My depression tells me that I have no power to change my life, that things (my thoughts/employment/job/career/finances/relationships) will always be the way they are, which is unsatisfactory, and there is nothing that I can do about it, so I may as well die.
That was a year ago, and things are starting to look better... in small ways that seem oh-so-huge when compared with the bleak, black future depression likes to lay before me.
A year ago, or maybe just eight or nine months ago, I hated my life. I couldn't imagine how I was ever going to have a profession again, or even a job where I could just make money. I could hardly do anything at all. Taking a shower was an insurmountable task.
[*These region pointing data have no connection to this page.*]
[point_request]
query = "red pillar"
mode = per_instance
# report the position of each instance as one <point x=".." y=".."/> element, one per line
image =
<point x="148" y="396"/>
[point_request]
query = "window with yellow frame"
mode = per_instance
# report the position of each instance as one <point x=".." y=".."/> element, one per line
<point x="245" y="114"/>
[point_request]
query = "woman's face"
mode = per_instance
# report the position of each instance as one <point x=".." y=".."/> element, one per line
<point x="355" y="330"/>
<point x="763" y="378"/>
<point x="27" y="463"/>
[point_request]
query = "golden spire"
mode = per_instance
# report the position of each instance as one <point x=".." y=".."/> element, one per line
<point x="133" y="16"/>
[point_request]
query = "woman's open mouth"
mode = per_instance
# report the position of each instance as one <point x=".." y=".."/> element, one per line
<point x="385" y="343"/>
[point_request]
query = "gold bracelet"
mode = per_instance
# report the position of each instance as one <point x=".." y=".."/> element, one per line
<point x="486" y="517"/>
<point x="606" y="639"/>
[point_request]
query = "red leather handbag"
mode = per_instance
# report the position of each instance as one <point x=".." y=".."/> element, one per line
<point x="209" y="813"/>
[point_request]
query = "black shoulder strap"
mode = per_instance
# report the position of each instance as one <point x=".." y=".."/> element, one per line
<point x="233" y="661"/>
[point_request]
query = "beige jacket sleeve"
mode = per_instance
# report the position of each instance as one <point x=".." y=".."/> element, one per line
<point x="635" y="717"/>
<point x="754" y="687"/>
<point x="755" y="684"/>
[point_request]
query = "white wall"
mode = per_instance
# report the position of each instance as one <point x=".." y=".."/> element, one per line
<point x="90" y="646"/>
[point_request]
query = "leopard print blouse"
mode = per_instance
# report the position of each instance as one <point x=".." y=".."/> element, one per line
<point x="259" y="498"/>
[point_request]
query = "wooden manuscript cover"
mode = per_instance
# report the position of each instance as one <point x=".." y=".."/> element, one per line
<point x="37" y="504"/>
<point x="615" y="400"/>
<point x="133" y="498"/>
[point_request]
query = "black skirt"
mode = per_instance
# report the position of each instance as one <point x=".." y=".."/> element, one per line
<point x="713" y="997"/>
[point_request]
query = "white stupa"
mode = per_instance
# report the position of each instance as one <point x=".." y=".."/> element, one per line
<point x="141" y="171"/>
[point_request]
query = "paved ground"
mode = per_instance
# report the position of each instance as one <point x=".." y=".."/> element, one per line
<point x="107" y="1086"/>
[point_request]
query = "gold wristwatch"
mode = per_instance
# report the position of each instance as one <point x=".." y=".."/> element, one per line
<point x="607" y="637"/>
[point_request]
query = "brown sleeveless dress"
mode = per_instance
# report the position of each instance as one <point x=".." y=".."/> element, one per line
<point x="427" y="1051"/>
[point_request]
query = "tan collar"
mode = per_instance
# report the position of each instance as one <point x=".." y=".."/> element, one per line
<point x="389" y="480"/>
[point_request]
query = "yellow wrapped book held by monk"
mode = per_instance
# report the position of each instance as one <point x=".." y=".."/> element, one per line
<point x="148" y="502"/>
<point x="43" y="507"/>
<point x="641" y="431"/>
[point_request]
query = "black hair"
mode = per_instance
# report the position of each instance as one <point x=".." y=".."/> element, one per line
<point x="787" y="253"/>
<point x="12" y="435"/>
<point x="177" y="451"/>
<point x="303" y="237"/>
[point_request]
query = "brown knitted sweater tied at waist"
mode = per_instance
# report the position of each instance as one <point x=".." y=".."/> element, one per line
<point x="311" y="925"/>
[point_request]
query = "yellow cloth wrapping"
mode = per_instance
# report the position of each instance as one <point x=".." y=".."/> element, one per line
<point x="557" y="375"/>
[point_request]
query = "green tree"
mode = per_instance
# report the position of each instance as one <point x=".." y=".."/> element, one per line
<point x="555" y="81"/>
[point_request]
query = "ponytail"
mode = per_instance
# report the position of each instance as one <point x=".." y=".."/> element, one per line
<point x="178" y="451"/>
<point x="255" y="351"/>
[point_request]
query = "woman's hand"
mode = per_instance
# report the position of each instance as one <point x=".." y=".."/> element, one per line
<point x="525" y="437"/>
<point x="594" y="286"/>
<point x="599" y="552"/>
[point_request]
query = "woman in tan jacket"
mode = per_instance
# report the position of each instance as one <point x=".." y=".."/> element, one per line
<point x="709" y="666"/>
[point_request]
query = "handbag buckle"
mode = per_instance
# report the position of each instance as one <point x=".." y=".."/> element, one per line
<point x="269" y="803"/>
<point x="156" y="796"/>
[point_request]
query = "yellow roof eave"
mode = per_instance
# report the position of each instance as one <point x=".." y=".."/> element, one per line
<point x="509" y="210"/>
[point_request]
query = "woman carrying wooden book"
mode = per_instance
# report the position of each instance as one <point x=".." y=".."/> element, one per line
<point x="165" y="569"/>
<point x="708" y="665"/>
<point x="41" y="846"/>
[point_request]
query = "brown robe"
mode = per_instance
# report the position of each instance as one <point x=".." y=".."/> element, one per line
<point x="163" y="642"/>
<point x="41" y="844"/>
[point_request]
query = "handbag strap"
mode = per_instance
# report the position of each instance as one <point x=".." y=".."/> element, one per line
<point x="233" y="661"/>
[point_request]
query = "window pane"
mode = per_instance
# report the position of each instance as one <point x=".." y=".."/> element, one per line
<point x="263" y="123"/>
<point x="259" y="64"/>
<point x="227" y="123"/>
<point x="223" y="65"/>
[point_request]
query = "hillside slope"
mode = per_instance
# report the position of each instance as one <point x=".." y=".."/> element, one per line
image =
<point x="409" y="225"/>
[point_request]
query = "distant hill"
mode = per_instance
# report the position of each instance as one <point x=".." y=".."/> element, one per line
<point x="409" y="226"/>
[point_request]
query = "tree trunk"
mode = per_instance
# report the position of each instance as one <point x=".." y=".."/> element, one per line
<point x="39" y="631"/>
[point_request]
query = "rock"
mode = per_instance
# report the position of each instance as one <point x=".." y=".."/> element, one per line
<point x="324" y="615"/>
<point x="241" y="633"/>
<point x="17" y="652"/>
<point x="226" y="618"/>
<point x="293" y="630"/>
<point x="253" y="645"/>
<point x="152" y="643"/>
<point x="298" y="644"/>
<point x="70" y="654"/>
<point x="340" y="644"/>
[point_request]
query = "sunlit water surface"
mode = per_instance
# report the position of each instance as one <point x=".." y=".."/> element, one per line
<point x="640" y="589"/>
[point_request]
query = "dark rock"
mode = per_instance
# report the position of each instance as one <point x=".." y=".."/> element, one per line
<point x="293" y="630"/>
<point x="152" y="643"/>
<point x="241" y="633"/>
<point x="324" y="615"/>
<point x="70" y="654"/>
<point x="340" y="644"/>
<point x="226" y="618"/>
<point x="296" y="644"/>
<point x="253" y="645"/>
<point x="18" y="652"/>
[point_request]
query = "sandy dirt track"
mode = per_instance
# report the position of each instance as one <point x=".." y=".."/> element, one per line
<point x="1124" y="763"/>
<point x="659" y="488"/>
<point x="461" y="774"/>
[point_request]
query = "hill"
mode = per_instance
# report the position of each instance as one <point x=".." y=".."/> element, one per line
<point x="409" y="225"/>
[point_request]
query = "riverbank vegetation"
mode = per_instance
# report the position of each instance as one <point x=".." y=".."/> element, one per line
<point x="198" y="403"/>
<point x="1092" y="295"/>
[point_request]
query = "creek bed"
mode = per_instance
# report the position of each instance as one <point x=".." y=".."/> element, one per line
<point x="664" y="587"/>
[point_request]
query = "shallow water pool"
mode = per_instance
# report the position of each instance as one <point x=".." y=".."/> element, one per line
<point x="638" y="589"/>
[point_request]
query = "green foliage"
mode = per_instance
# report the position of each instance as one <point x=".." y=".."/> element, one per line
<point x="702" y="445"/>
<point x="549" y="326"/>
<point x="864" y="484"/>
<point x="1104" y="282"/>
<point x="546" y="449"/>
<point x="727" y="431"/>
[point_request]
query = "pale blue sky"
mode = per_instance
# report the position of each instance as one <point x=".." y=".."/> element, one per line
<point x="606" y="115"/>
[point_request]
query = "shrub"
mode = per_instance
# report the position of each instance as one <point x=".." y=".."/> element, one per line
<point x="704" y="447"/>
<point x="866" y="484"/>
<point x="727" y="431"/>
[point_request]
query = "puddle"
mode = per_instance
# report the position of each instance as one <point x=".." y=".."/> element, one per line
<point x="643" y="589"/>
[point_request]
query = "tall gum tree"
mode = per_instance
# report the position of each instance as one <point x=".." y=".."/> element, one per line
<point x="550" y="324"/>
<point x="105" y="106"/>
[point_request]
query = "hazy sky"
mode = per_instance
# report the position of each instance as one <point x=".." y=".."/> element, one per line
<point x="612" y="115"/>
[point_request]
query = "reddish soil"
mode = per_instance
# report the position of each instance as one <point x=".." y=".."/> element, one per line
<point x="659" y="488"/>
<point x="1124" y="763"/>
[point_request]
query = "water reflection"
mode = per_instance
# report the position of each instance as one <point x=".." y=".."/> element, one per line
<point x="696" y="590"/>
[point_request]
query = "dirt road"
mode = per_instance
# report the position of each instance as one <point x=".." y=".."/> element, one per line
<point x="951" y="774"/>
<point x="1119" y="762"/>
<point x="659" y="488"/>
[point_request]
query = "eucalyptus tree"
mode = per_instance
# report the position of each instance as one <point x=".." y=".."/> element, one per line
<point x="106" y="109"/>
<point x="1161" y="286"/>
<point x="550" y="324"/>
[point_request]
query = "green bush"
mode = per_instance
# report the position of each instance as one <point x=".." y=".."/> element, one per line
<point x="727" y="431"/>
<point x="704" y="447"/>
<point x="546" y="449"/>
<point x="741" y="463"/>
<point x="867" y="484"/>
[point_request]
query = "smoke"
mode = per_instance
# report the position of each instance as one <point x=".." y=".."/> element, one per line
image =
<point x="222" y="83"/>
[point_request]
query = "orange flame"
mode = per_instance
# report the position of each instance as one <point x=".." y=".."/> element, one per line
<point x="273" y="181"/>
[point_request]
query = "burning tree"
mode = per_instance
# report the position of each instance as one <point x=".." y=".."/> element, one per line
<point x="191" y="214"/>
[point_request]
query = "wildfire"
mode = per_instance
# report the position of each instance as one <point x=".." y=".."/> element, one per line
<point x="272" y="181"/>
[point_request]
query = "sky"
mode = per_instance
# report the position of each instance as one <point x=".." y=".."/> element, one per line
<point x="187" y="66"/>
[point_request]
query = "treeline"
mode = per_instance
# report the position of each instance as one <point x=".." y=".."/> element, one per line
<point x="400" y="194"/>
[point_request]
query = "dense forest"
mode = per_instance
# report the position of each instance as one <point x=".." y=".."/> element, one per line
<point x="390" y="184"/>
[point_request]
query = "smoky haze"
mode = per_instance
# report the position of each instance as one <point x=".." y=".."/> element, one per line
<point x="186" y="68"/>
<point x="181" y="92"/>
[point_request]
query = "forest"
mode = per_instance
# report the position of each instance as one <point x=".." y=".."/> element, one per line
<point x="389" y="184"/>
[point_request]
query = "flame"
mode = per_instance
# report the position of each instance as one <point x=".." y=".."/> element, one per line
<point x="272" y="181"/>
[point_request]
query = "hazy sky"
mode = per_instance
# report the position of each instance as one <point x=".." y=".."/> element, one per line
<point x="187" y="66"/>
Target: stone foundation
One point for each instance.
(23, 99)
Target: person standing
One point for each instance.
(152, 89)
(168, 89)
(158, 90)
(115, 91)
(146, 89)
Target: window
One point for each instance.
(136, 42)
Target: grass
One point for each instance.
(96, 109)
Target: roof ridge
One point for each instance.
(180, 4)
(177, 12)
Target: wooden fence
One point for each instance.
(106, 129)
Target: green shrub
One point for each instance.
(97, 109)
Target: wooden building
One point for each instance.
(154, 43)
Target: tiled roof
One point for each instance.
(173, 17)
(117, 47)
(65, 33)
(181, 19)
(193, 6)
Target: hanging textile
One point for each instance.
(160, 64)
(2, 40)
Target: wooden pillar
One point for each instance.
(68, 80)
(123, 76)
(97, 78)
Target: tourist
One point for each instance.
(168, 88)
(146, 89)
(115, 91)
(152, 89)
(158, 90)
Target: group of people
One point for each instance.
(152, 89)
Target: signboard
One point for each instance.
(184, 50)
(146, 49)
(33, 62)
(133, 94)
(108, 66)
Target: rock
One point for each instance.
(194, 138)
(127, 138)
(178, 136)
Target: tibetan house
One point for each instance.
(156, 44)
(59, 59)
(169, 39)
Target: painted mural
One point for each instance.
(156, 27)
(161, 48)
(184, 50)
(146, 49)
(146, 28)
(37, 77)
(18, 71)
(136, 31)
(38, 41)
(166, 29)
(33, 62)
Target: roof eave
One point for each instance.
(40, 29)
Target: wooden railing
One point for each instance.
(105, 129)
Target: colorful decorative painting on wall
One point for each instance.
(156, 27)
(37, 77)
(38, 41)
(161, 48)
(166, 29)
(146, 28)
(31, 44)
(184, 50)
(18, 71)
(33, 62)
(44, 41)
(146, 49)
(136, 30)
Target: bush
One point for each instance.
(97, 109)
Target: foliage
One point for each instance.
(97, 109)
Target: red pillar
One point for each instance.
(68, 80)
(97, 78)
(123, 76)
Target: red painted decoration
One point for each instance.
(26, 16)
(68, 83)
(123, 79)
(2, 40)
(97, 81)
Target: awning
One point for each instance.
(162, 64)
Ever so slowly, with medication and therapy, I started making little changes that I can see now have built upon themselves and given me the strength to make bigger (albeit still smallish) changes. I was amazed to have the insight the other day that I do have the power to make changes. I have a long way to go and I'm going to need a lot of help getting there, but change is happening.
I think it started with helping my friend with her one-year-old baby. Her husband got a good paying job (hard to do these days) on the road six weeks out of eight. She needed a hand, and something told me that helping her out would help me out of the house. And it did.
Through her, I heard about a small room for rent. Something told me that room could be my office, and if I had an office to go to, I would start writing again. At first I just worked on the office, painting it and furnishing it. That got me moving, too. Once it was ready, I decided to write this blog, which has the double bonus of getting me to put words in print and keeping me focused on my recovery.
Then I decided that I needed a job in the neighborhood of my office to give me some money to pay for it as well as structure that will get me there every weekday. To my amazement, I think I have a job now. After two years of not working. It's a part time job in the neighborhood. It took me two days to write a resume and cover letter, but I did it.
So here I am now - probably (not yet definitely) employed and writing. All of those little changes are adding up. Now if I can just apply this theory to exercising.